Forking its way into open source legend.By GitHub
Apparently social media and new tech has reduced our average attention span from 12 to 5 minutes. Get ready to focus then, as understanding the genius behind GitHub will take your full attention – but it’s worth it to grasp the positive impact that GitHub has had on the full gamut of open source projects.
Github is a collaboration and web hosting platform for software development projects. It allows users to review changes, make comments on code, report problems, and create development plans. And it allows developers to share their projects with the world, get support, contributions, and feedback from others, and contribute to other projects hosted on the site.
Github is the world’s largest open source community. But to understand why and exactly how it works you have to dig a little deeper.
There are many platforms that help to manage and store revisions of a software project as it develops. This is essentially what GitHub does, but with a suite of additional features that are all designed to foster collaboration and make sharing as easy as possible.

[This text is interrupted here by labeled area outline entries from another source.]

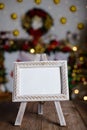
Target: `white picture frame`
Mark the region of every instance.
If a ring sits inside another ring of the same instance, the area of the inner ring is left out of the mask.
[[[67,61],[15,62],[12,100],[69,100]]]

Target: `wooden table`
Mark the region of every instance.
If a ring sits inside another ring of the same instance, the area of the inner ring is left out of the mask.
[[[87,130],[86,102],[61,102],[66,127],[59,125],[53,102],[45,102],[42,116],[37,114],[37,104],[37,102],[28,103],[22,125],[14,126],[20,103],[1,102],[0,130]]]

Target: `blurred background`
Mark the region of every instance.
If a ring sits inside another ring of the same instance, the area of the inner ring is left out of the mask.
[[[13,91],[13,62],[67,60],[71,100],[87,102],[87,0],[0,0],[0,97]]]

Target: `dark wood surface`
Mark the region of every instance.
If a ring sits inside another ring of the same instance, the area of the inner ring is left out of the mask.
[[[45,102],[44,114],[37,114],[38,102],[27,104],[21,126],[14,126],[20,103],[0,102],[0,130],[87,130],[87,103],[62,101],[67,126],[61,127],[53,102]]]

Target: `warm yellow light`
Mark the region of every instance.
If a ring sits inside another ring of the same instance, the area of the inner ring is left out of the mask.
[[[40,4],[40,3],[41,3],[41,0],[35,0],[35,3],[36,3],[36,4]]]
[[[77,7],[75,5],[70,6],[70,11],[71,12],[76,12],[77,11]]]
[[[80,61],[83,61],[83,59],[84,59],[83,57],[80,57]]]
[[[5,4],[4,3],[0,3],[0,10],[4,9]]]
[[[60,23],[66,24],[66,22],[67,22],[67,18],[66,17],[61,17],[60,18]]]
[[[11,14],[11,18],[12,18],[12,19],[17,19],[17,17],[18,17],[18,16],[17,16],[16,13],[12,13],[12,14]]]
[[[73,47],[73,51],[77,51],[77,47],[76,46]]]
[[[78,93],[79,93],[79,90],[78,90],[78,89],[75,89],[75,90],[74,90],[74,93],[75,93],[75,94],[78,94]]]
[[[18,36],[20,34],[18,29],[13,30],[13,35],[14,36]]]
[[[84,100],[84,101],[87,101],[87,96],[84,96],[84,97],[83,97],[83,100]]]
[[[35,50],[33,48],[30,49],[30,53],[35,53]]]

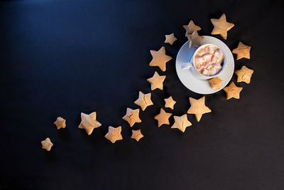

‘Forking’ allows you to copy a repository of drafts of code from one user to another, so even if you haven’t been working on a project, you can easily gain access to the history of its development, giving you a detailed understanding of its evolution, where problems exist, and how previous glitches have been overcome.
You can also then start working on problems and make changes, and easily share them by sending a ‘pull request’ to the original owner, who can accept them and easily merge them into the original file. Each of these features substantially reduce the barriers to collaboration as compared to competitor platforms.
This is where the network effect beings to take hold – each pull request that gets accepted is added to a users online profile, creating a resume of sorts that shows other people in the network what that user is capable of and who they have worked with and helping them assess reputation.
Launched in 2008 by Linux creator Linus Torvalds as an open source project, the site recently surpassed the three million users and now hosts over five million repositories for both private and open source projects.